A stone line is usually 25 cm high and 35-40 cm wide. Both small and big stones are used to build a stone line and they are placed along the contour lines. Smaller stones are placed upslope whereas the larger ones face downslope in order to slow down the runoff, hold nutrient-rich soil sediments and improve water infiltration. The distance between the lines can vary according to the slope and the amount of material available. However, it is recommended to keep the lines 20 m apart from each other for slope less than 1% and 15 m for slopes between 1-2%.

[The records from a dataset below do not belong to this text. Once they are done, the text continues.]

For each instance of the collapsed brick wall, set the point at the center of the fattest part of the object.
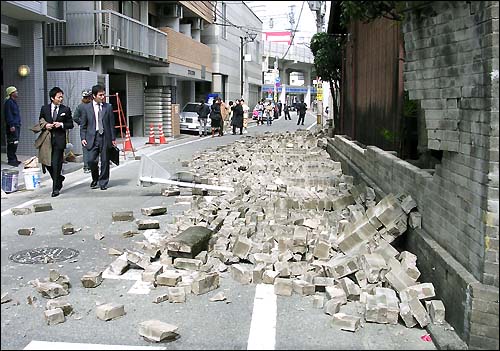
(471, 307)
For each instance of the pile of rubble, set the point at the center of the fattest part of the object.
(294, 221)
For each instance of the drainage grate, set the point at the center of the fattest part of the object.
(43, 255)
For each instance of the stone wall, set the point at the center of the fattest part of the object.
(471, 306)
(451, 67)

Stone lines are an easy and cheap intervention if stones are available in the immediate surroundings. This intervention is widely used in Africa, both in dry and humid areas. Moreover, stone lines are often used in combination with planting pits intervention for the rehabilitation of degraded and crusted lands. It is applied in semi-arid areas, on sandy and loamy soils where the slope is lower than 5%. A great example occurs in Niger, where the combination of the two techniques is applied in order to capture runoff, making infiltration more efficient and improving nutrient availability. The pits have a diameter of 20-30 cm, a depth of 20-25 cm and are spaced about 1 m apart in each direction. Stone lines are spaced 20-25 m apart on slopes of 2-5%. With this layout stone lines are quite small, usually, three stones wide and only one stone high and they are placed, along the contour lines, by hand. Very often grass grows between the stones leading to a greater infiltration and helping the accumulation of fertile sediments. Maintenance wise, stone lines need to be repaired annually, in particular after heavy precipitation events.